Patricia PearsonNational PostThursday, November 14, 2002
Last week, provincial justice ministers conferred in Calgary about setting up a national sex-offender registry.
Good. The proposed Registration of Sex Offenders Information Act would go some way to protecting our citizenry by making the movement of convicted sex offenders transparent.
No rapist could slip out of jail after serving his paltry sentence and then disappear into the crowd, lurking there until he felt another predatory urge. The police would know where he lived, and would be notified if he moved, or changed his name.
Yet, the effectiveness of such an Act would be based entirely on the ability to enforce it, and that, in turn, would be based on a difficult blend of competence, resources and a willingness to take sex assault seriously.
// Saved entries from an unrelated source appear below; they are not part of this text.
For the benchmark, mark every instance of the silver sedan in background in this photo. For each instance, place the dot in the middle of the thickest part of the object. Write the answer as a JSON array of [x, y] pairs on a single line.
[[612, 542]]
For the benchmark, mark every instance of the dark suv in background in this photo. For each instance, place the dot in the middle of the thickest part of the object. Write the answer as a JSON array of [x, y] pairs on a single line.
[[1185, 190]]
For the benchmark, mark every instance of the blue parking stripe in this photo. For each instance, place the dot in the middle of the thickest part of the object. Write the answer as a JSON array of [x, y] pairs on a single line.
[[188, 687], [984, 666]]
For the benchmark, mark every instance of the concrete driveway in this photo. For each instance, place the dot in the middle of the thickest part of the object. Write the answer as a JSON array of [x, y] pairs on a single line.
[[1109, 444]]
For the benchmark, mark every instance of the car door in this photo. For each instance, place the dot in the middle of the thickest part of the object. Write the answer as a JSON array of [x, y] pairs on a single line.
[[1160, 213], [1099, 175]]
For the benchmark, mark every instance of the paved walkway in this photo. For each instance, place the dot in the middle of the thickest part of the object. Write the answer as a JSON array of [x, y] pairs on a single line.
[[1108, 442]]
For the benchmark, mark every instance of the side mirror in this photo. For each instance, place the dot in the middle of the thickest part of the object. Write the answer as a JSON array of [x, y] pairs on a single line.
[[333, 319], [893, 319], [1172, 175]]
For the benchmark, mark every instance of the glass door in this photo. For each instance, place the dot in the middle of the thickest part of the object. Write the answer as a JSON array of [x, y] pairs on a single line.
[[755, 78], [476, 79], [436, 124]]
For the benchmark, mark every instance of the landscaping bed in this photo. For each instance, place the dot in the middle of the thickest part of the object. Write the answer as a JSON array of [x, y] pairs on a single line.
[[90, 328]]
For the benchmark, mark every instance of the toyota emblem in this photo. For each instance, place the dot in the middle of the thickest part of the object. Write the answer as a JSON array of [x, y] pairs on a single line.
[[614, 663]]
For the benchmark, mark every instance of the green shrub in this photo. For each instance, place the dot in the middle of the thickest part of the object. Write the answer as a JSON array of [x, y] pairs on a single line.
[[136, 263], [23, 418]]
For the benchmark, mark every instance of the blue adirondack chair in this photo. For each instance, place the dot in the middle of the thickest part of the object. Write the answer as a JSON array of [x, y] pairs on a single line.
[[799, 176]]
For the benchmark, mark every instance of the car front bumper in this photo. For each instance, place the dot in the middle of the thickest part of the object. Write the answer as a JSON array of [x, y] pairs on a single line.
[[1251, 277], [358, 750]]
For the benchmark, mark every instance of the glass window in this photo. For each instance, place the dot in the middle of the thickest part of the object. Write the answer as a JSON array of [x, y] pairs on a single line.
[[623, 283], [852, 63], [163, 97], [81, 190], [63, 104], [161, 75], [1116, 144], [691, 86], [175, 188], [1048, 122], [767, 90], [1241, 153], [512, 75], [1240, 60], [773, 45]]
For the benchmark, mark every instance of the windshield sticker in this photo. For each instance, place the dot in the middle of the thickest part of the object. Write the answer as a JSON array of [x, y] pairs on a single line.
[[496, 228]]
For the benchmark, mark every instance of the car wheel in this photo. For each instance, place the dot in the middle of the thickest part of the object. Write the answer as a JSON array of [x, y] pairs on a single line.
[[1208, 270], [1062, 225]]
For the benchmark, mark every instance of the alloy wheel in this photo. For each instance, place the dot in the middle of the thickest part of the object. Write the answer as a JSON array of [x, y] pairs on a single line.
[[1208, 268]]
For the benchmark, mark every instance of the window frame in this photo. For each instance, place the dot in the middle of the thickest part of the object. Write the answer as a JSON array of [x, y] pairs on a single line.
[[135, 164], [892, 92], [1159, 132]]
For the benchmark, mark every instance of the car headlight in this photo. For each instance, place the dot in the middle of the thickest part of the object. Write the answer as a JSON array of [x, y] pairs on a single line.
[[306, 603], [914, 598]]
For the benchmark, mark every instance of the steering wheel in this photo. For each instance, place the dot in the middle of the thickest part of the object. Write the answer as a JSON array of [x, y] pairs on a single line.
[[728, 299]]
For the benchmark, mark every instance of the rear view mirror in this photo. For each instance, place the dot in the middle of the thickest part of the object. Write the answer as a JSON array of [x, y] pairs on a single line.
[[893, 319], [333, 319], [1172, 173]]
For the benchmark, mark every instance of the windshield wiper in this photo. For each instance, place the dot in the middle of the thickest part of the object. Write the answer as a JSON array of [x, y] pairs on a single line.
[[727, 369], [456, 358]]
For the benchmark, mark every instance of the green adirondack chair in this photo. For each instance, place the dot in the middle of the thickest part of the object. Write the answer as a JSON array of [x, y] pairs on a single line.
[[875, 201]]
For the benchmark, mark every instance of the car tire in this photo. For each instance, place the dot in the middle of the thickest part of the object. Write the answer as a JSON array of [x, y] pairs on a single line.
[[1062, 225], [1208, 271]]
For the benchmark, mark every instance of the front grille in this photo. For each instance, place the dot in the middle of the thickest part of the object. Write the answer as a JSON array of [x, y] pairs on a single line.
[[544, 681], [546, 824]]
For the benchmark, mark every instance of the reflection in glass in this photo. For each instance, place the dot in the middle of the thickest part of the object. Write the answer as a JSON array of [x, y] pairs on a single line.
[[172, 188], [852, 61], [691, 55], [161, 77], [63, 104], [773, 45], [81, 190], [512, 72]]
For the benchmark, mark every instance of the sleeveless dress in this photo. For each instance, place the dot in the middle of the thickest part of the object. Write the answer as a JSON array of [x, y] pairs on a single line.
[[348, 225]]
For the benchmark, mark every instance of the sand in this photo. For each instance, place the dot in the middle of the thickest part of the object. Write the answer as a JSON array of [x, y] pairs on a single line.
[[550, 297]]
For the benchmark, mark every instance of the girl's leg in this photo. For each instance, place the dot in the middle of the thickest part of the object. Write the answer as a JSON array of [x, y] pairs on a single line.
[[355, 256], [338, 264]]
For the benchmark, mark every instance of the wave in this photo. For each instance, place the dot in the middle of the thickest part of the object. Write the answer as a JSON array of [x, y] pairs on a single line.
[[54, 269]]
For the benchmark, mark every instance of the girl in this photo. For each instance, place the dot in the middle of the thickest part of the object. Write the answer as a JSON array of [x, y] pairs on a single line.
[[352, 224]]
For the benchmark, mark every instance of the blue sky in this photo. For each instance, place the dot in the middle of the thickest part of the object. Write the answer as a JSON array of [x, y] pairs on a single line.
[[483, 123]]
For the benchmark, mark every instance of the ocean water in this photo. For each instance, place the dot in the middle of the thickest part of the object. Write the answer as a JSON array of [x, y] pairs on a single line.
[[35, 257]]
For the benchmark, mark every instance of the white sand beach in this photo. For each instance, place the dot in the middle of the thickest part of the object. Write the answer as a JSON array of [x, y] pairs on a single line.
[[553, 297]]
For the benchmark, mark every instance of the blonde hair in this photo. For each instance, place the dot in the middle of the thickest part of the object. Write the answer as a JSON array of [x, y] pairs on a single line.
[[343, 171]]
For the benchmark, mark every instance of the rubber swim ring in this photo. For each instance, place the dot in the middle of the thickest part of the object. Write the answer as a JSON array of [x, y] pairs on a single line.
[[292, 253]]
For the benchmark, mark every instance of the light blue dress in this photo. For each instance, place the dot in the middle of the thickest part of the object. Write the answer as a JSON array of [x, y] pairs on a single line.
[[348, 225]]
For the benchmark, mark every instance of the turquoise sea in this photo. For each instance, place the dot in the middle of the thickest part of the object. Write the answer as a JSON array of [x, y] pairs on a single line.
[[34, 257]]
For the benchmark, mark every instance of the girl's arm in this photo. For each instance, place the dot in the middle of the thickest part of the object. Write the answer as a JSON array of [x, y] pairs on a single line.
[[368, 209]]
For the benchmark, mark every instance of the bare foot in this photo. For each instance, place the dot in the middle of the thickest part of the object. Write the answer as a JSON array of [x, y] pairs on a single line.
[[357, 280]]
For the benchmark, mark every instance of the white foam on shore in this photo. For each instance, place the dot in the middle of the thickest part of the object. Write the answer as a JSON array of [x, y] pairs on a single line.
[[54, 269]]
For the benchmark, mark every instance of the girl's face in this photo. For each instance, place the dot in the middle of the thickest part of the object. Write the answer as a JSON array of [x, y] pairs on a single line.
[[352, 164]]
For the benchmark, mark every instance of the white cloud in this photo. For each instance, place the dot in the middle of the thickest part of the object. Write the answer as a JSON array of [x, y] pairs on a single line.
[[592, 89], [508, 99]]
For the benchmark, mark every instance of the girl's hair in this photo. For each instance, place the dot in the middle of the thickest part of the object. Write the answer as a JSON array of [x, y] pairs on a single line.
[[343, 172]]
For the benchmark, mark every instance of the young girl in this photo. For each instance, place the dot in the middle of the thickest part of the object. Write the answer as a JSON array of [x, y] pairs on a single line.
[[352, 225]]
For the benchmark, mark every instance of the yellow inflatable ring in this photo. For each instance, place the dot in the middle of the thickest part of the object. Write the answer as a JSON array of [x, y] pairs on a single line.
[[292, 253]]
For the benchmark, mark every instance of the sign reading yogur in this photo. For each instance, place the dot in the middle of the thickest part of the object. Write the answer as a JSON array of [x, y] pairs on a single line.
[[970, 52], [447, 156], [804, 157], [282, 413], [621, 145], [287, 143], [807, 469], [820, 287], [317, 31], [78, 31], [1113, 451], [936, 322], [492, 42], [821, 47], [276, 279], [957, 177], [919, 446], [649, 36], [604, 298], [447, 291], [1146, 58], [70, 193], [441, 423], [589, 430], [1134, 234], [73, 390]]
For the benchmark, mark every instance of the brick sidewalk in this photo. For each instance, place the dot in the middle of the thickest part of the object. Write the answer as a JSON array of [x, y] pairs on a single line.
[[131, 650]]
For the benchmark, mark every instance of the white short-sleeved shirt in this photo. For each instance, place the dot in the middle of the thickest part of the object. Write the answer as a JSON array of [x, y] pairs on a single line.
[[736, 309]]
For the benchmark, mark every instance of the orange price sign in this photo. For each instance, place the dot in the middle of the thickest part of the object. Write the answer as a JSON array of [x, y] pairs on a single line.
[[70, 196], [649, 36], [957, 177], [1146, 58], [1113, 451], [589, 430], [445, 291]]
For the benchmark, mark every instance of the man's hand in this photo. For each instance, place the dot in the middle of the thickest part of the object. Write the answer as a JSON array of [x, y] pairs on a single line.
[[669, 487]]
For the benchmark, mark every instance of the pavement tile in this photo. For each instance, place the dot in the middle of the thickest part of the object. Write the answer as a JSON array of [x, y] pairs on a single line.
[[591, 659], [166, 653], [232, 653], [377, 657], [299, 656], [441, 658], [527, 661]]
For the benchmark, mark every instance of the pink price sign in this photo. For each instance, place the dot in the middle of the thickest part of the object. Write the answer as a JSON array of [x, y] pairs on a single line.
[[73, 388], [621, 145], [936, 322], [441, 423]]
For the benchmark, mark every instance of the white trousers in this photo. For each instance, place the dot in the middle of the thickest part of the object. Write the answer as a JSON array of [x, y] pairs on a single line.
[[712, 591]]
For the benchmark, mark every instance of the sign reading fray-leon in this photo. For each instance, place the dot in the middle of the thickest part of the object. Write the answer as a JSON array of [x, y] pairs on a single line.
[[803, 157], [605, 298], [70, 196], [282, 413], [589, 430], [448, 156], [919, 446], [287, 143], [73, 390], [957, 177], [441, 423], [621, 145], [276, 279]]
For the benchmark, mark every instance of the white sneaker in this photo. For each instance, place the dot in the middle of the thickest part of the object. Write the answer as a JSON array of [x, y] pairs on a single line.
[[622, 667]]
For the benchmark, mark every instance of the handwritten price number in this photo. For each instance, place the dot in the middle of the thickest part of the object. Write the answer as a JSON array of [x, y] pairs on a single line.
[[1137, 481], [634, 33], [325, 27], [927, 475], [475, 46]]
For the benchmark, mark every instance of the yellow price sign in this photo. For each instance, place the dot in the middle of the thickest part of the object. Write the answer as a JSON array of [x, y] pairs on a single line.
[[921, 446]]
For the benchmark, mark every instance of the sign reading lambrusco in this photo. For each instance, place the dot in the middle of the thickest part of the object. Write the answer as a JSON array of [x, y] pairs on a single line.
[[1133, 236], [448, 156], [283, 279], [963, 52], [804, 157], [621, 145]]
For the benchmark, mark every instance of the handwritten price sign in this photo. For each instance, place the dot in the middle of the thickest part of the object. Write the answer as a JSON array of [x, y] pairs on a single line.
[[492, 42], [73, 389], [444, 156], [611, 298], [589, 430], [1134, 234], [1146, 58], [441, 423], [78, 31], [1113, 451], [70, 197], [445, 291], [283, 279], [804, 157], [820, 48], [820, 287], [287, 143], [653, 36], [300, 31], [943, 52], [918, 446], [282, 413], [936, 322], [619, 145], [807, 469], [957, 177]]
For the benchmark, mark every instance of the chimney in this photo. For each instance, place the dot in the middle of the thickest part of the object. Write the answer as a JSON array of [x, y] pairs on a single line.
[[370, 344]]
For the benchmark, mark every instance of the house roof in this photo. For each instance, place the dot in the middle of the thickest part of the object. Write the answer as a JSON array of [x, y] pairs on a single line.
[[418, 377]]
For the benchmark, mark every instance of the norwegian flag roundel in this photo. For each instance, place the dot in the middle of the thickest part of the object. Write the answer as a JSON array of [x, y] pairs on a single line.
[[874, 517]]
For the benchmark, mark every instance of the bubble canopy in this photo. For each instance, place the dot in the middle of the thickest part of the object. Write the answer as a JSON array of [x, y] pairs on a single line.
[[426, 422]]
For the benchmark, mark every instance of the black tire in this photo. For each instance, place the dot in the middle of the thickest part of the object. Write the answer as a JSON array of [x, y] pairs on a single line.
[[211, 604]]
Policing the pedophiles, but not the men who prey upon adult women -- including the prostitutes who disappeared for years from Vancouver's East Side before Robert Pickton was charged with murdering 15 of them -- would fall way short of understanding how violent and traumatic this crime is.
Only a fraction of rapists are actually caught and convicted, which also undermines the ideals of a registry.
This past year has been eye-ng for me in terms of how brutally common sexual assault is in Canada, and how ineptly and sometimes indifferently it is handled.
Investigating the unsolved sex murder of a friend's sister, which became a three-part series in this paper called "Who Killed Theresa?" was an object lesson in the manifold obstacles to developing a meaningful registry.
While the justice ministers were jawing over this issue in Calgary, John Allore was presenting some of our findings in his sister Theresa's murder case to two investigators at the Sûreté du Québec. The SQ had previously reacted to the National Post series by agreeing to review the files of Ms. Allore and two other murdered females in the Eastern Townships: Manon Dubé and Louise Camirand, whose deaths -- we had argued -- were connected.
But then the SQ announced that our evidence was not "new," and that they would do no further investigation. John Allore was obliged to file complaints with every level of bureaucracy he could think of in Quebec, as well as enlisting the assistance of two private investigators and of provincial Liberal leader Jean Charest.
I began interviewing women who had been stalked or assaulted in the area at the same time that the three victims died, and collaborated with a superb journalist for Radio-Canada, so that we could present the case on TV to the French-speaking citizenry on his show Justice.
At this point, the SQ phoned John Allore for the very first time, and agreed to meet with him and to solve these crimes. With the resources available to the SQ, there is finally light at the end of the tunnel with viable suspects emerging from the shadows.
What proved to be critical in our quest, however, were the 13 women who overcame their sense of privacy and provided us with accounts of assault that matched either our suspect or the very small geographic area in which Dubé, Camirand and Allore were killed. We were even able to procure a licence plate number, which the SQ is now tracing.
Only one of these 13 cases ever resulted in a conviction. In the other 12, the victims had been threatened into silence by their assailants, or kept quiet because they had escaped before harm came to them. Several did go to the police, only to have their allegations looked into lamely and then shelved.
All were aware that if they did procure a conviction, the sentence would be negligible and the assailant could seek revenge. (The one man who was convicted got out in under two years, and killed a waitress.) For years, some of these women have felt bitter regret that they could not prevent their attackers from striking again. Anxiety that the lack of resolution in their cases might have led to the deaths of Louise Camirand, Theresa Allore and Manon Dubé inspired them to contact us. At least, that was one source of inspiration. The second was that they felt confident that John Allore, unlike the police, was trying to do something serious.
Canadian women should not have to feel this way. A sex-offender registry can only "register" as many offenders as the police are willing to catch, in effective collaboration with their victims.
I am very heartened to hear from sources that the Sûreté du Québec held a meeting last week to discuss ways to be more sensitive to the public. This is, I think, John Allore's most triumphant accomplishment on behalf of his sister Theresa. Consciousness-raising within law enforcement will surely play as crucial a part in protecting us from sex crimes as a computer data base sitting on desks.